This blog explores initiatives that try to accelerate multilingual LLMs, with a particular emphasis on the state of the Dutch LLM ecosystem. It also explores the status of LLM evaluation and training benchmarks for non-English languages. We conclude with recommendations for those interested in supporting efforts that aim to increase the representation of other languages within different large language models.

The case for multilingual (and Dutch) Large Language Models

At the beginning of 2024, the Dutch government published their government-wide vision on Generative Al  for individuals, business, government, and society as a whole. In this document, they propose four principles on which they believe the development, use, and embedding of Generative AI should be based:

  1. Generative AI is developed and applied in a safe way
  2. Generative AI is developed and applied equitably
  3. Generative AI serves human welfare and safeguards human autonomy
  4. Generative AI contributes to sustainability and prosperity

One of the dimensions of principle II is opportunity equality. The Dutch government recognizes opportunity equality may be under pressure due to unequal access to Generative AI, due to factors such as income differences and digital skills gap. While unequal access due to language barriers is not explicitly mentioned, the lack of multilingual AI means that the full benefits of LLMs are only accessible to citizens sufficiently proficient in English.

Although GPT, LLama, and other frontier models are capable of generating coherent multilingual responses, it is hard to precisely assess how well these models understand Dutch and how they acquired language specific proficiency. And while OpenAI narrows the gap among languages with the release of GPT-4o, there still remain differences in performance between English and other languages.

These differences between languages not only result in opportunity inequality for non-English speakers, but also affect businesses looking to embed Generative AI in their services. This is because businesses may run into mixed results based on the language used in chat conversations. In other cases, businesses are constrained to non-English documents that function as the knowledge base for the LLMs.

GPT-NL: A transparent and fair Dutch LLM

Given these challenges, it is promising to see that the Dutch government has initiated the GPT-NL project and committed to funding it. GPT-NL is a collaboration between Dutch research institute TNO, the forensic institute NFI, and education and research organization SURF. This collaboration aims to develop a Dutch LLM that is based on the transformer architecture that powers ChatGPT. These parties aim to develop a model that approaches a 'gpt-3.5-turbo' level of performance but that is built for transparent, ethical, and verifiable use of AI. This model will also be aligned with Dutch and European values, standards, and data ownership principles. Moreover, it aims to decrease the reliance on big US tech players by offering a transparent alternative.
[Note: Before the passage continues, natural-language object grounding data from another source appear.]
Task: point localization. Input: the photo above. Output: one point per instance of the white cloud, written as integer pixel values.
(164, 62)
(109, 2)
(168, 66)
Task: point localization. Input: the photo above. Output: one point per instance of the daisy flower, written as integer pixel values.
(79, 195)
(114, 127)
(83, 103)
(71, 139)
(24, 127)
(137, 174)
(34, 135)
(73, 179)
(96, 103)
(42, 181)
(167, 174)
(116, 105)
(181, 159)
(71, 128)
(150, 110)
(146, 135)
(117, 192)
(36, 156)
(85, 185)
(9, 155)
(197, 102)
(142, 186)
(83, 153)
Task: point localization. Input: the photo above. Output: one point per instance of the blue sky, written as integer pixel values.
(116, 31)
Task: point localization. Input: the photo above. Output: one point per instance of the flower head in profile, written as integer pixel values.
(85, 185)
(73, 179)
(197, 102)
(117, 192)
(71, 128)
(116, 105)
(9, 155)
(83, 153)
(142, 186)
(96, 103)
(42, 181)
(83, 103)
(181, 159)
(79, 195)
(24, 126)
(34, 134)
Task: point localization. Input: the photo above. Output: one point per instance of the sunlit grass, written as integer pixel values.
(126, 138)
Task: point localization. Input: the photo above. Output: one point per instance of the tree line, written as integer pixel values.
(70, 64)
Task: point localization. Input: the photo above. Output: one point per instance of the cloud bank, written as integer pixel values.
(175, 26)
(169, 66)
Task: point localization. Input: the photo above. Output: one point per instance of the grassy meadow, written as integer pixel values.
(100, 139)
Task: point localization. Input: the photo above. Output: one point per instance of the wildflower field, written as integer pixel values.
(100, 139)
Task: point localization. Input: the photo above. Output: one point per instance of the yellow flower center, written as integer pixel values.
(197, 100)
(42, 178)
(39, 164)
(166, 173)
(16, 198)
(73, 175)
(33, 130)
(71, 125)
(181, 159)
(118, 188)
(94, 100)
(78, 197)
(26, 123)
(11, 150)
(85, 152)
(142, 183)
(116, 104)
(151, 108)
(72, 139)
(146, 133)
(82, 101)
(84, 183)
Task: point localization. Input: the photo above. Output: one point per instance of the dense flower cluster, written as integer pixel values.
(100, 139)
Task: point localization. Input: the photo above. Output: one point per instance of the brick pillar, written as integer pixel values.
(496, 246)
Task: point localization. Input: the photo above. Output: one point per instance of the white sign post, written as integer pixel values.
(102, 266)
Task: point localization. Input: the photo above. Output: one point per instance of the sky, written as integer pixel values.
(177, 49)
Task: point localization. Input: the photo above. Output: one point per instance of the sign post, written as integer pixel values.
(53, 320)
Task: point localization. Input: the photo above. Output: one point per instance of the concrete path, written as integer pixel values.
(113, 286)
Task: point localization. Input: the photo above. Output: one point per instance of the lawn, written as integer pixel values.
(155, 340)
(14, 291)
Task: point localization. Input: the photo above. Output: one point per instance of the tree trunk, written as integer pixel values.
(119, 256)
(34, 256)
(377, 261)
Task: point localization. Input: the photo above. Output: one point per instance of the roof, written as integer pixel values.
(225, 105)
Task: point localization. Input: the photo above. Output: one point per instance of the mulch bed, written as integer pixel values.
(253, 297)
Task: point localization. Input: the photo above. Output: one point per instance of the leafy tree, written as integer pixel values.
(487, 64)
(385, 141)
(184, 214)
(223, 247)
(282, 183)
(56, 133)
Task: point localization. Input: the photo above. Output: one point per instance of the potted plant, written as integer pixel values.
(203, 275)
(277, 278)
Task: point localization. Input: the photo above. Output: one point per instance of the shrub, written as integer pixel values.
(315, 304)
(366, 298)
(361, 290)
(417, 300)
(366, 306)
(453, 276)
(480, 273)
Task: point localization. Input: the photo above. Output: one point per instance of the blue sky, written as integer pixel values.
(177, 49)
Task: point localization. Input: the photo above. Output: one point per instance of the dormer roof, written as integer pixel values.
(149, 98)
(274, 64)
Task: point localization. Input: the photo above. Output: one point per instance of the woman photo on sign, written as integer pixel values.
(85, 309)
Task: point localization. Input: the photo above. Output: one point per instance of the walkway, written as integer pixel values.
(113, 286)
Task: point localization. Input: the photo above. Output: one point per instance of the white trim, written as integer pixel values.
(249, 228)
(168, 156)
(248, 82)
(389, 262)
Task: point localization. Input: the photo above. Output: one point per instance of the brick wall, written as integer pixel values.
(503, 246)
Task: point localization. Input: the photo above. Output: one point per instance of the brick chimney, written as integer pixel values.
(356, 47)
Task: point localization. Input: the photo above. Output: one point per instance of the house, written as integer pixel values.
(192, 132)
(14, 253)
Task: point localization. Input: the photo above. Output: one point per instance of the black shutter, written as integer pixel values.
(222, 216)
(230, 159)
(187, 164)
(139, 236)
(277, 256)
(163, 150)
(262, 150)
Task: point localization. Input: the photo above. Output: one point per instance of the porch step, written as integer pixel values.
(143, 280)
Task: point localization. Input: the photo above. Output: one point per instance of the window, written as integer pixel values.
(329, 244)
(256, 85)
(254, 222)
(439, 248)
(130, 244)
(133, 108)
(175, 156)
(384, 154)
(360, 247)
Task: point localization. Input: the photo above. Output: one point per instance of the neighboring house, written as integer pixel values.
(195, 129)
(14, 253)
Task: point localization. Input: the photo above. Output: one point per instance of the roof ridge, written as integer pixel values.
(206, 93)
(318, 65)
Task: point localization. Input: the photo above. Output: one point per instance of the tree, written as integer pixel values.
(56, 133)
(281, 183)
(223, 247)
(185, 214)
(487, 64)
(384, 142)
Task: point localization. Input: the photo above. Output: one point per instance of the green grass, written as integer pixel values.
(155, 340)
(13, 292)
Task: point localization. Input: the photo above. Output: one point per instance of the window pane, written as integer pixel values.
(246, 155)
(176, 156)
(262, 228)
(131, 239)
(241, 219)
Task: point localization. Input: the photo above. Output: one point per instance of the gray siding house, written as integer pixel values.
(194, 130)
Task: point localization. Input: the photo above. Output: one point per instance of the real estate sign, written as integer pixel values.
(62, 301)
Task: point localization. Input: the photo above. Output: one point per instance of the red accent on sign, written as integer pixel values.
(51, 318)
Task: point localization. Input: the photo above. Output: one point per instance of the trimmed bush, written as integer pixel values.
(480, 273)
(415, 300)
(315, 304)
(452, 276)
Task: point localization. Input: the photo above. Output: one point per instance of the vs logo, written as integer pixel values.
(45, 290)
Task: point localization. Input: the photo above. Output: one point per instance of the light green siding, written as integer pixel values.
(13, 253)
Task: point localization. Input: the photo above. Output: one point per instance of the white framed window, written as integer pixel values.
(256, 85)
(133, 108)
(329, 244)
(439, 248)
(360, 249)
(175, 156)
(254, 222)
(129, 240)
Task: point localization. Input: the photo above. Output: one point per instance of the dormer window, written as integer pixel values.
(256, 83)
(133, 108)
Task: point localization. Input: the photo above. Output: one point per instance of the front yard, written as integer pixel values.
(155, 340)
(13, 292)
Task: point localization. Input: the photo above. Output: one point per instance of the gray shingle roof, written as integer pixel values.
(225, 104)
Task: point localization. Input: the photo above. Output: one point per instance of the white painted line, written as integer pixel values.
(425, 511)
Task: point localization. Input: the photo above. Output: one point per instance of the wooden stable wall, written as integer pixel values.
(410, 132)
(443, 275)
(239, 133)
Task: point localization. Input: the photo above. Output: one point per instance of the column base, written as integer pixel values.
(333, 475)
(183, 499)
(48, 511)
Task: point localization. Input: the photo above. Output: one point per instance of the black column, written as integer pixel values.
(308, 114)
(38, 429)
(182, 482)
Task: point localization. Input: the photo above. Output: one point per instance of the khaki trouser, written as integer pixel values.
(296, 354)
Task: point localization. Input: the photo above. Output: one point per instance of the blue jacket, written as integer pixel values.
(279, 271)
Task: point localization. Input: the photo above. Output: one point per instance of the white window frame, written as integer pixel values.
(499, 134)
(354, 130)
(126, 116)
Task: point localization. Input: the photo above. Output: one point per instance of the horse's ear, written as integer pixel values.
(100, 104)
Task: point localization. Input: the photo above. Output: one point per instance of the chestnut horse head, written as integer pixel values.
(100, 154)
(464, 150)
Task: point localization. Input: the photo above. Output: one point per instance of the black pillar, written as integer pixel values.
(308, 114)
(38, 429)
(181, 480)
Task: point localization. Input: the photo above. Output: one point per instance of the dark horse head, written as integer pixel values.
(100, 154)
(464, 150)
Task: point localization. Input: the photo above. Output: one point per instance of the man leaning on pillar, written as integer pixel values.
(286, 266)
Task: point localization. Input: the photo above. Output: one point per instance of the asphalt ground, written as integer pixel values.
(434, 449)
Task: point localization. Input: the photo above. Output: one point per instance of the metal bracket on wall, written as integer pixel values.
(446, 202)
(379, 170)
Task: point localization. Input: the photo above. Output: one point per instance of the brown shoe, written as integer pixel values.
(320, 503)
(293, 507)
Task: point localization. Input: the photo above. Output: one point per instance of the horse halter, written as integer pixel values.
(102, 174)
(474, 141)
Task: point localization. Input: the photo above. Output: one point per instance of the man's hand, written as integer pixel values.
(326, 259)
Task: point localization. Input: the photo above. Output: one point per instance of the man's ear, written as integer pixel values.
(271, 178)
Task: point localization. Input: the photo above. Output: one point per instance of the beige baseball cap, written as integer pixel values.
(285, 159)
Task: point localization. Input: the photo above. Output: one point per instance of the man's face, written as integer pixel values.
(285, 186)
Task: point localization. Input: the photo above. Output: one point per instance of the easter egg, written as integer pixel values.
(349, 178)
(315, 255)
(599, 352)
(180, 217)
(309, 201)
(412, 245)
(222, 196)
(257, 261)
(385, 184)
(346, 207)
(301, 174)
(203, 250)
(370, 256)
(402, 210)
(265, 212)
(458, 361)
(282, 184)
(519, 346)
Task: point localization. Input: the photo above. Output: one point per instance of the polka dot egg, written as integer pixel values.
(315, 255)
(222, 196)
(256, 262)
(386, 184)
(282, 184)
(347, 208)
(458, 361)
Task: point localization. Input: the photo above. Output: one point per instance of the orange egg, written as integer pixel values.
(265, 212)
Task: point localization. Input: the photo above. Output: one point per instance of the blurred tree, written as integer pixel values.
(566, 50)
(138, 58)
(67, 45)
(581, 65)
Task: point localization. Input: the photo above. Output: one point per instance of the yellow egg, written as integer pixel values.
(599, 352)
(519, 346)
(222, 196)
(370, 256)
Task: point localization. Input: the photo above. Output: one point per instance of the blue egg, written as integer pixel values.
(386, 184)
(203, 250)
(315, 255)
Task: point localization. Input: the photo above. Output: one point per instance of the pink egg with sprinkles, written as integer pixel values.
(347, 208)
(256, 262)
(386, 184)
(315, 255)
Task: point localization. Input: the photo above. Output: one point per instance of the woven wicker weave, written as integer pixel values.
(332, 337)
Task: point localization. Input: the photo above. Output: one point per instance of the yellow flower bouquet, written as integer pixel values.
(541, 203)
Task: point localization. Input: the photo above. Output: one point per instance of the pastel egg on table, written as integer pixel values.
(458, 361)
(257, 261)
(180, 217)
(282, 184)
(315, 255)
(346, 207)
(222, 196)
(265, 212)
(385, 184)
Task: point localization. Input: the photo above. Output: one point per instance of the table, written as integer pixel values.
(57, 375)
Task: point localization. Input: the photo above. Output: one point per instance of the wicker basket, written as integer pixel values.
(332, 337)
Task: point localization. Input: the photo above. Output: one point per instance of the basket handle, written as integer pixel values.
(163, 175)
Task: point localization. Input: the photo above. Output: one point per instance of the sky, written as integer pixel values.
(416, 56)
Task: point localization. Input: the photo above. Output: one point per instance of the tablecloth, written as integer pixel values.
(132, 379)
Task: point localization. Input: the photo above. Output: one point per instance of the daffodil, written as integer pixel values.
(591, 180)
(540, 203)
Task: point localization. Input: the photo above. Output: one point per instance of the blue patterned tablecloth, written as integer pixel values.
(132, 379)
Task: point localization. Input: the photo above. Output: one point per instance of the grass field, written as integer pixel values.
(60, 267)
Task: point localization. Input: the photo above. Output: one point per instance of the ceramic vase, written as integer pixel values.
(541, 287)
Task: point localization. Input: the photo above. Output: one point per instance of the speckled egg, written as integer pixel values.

To achieve these goals, the GPT-NL model will not be a fine-tuned version of an existing model. Instead, it will be created from scratch by rigorously curating a dataset of about  500 billion tokens, and training a language model on this dataset. More precisely, GPT-NL will have two models, as its creators aim for a smaller model in the range of 7B parameters and a larger model in the range of 70B parameters (i). This setup of two models follows an approach also seen in frontier models such as Llama from Meta AI. In this multiple-model setup, a smaller model usually addresses local device use cases, whereas the heavier model addresses uses cases that require state-of-the-art intelligence, such as agentic AI (ii). The GPT-NL models will be trained on a 50/50 split of Dutch and English text, and following their release, the creators plan to host a fine-tuning cluster for interested parties to create fine-tuned variants of GPT-NL.

The GPT-NL initiative aims to be as transparent as possible, meaning that its dataset- and model-cards, training frameworks, and the code used to create the training dataset will all be published. The intention to release the training dataset is especially noteworthy. Often, commercial AI vendors refrain from doing this as the dataset is their 'secret sauce', and giving this away could see them lose their competitive edge. However, due to the nature of GPT-NL, this issue does not affect its creators. To conform to GDPR, intellectual property law, and the EU AI Act, the data curation preprocessing will detect and remove harmful text bias, and Personal Identifiable Information (PII). For PII detection and removal, named entity recognition models will be used to identify names, distinguish between public- and non-public names and pseudo-anonymize non-public names.

GPT-NL’s creators aim to finish dataset curation and start training the model in 2024 so that it can be released in 2025. Realistically, this means that when GPT-NL will be published, it will have been over 2 and a half years since gpt-3.5-turbo (the initial ChatGPT) was released. With the pace in which new models are currently being released, much more capable, English-focused models will likely be available by then. As such, companies in the position to use state-of-the-art models from commercial vendors might have to make a trade-off: A GPT-NL model will align better with Dutch and EU regulations and standards, whereas a commercial model will yield better results.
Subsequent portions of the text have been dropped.